Related published papers from this project include the following:

Kim, Y-H., Jeon, J.H., Lee, B., Choe, E.K., Seo, J. (2017).
A Flexible Self-Tracking Approach Leveraging Semi-Automated Tracking.
Proc. ACM Interactive, Mobile, Wearable and Ubiquitous Technologies (IMWUT). [PDF] To appear.
Choe, E.K., Abdullah, S., Rabbi, M., Thomaz, E., Epstein, D.A., Kay, M., Cordeiro, F., Abowd, G.D., Choudhury, T., Fogarty, J., Lee, B., Matthews, M., Kientz., J.A. (2017).
Semi-Automated Tracking: A Balanced Approach for Self-Monitoring Applications.
IEEE Pervasive Computing. [IEEE Link] [PDF]

Requirements and Skills:

The candidates will closely work with the PI and other team members, carrying out the human-centered design process, including interviews with patients, online and offline surveys, observations of clinical contexts, participatory design with clinicians and patients, design and prototyping, technology implementation, in-lab and deployment studies, and paper writing. They are expected to have great communication and organizational skills and enjoy working with people. I prefer strong candidates with the following technical skills:

Project 1: Web-based visualization (d3, javascript or typescript, etc.)

Project 2: Mobile application (Android programming or iPhone programming)

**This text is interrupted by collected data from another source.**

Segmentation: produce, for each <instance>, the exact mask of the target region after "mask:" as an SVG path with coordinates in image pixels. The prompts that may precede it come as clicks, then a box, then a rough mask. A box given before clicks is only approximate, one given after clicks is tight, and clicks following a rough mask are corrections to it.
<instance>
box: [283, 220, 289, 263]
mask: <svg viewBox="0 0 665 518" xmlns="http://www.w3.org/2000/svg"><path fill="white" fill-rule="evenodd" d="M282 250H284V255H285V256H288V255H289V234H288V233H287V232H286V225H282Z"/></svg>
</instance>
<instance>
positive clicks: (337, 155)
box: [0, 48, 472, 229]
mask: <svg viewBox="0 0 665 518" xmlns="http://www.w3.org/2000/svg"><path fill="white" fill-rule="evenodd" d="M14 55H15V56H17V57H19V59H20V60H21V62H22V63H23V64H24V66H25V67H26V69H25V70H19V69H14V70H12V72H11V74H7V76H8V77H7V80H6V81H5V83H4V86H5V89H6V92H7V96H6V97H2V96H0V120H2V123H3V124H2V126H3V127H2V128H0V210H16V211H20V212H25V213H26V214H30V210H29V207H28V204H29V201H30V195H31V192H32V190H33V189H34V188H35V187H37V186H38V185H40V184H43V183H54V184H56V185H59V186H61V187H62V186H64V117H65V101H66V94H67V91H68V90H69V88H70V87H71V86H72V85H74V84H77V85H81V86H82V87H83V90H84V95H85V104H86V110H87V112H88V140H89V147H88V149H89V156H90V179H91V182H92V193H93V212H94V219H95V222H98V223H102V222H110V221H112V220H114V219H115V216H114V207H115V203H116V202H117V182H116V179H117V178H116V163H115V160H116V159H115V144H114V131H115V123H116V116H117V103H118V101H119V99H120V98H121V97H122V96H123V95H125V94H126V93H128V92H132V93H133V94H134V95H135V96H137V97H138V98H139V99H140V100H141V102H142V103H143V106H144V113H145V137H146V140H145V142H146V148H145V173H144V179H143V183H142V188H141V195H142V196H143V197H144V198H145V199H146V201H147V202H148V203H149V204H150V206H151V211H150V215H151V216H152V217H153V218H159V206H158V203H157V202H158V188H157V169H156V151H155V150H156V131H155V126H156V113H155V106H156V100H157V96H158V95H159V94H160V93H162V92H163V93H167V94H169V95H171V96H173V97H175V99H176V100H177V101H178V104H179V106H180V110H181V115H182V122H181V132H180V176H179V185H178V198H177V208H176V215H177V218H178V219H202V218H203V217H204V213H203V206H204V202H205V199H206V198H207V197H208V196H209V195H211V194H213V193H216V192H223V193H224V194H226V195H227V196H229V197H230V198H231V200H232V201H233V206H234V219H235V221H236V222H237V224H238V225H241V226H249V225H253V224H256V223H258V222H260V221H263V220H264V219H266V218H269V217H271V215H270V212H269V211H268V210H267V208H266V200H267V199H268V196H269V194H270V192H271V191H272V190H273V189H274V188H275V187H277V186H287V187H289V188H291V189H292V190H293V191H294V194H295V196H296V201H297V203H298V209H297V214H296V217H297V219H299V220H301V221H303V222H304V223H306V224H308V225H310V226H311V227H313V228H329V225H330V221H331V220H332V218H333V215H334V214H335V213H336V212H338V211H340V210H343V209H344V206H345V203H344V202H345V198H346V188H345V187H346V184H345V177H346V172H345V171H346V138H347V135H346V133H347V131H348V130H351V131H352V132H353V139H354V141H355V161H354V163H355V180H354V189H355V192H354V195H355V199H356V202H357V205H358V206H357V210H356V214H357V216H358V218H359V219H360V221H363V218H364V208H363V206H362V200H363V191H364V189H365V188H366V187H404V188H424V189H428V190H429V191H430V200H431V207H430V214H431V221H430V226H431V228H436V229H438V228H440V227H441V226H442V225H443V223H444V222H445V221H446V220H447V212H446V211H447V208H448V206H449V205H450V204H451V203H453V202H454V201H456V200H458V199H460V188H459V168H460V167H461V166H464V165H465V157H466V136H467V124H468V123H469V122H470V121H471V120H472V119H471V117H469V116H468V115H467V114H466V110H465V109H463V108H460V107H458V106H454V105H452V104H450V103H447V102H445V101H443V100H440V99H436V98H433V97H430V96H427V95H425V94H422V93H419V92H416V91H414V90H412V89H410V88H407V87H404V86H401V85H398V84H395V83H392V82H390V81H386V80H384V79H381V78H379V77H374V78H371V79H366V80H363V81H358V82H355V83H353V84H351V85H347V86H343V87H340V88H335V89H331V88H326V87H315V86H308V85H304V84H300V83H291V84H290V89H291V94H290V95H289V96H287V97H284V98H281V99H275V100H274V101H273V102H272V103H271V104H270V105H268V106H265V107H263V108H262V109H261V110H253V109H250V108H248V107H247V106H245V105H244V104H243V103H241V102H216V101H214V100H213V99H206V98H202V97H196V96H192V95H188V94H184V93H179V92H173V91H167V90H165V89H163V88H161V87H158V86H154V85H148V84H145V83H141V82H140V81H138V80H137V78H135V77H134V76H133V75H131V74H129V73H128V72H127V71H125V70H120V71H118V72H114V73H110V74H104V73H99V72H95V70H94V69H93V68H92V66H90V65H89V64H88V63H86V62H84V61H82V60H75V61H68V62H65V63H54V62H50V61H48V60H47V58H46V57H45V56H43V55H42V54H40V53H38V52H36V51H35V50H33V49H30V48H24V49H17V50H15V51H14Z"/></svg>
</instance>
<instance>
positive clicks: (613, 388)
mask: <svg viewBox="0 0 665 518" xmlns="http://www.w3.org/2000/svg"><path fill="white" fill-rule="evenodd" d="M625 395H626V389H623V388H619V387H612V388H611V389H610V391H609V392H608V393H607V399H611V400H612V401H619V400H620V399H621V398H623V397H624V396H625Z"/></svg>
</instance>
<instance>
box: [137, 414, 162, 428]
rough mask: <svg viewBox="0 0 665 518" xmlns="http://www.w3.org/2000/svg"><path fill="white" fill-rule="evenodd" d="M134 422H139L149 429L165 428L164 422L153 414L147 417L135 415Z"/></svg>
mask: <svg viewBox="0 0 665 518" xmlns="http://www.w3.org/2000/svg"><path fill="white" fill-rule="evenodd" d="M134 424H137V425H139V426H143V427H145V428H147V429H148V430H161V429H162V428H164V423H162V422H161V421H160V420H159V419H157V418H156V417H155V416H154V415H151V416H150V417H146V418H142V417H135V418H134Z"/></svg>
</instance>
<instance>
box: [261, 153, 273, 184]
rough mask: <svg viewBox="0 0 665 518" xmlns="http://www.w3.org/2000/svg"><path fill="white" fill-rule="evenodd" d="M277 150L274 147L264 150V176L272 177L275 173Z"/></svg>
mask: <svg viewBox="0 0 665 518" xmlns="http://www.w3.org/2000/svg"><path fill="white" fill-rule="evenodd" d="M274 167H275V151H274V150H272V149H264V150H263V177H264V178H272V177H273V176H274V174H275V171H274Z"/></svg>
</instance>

However, both projects have many opportunities to conduct formative studies and design prototypes and systems, so I welcome students with design skills and qualitative research skills who have strong interests in the subject matter.

Applying:

Interested candidates should email choe@umd.edu with the following information:

- A cover letter and a CV (or resume)

- Two names of references and their email addresses

- (optional) A link to your website or portfolio that can demonstrate your work and skills

Notes for undergraduate applicants:

Because of the nature of the funding (Research Experiences for Undergraduates, or REU), candidates must be citizens or permanent residents of the United States.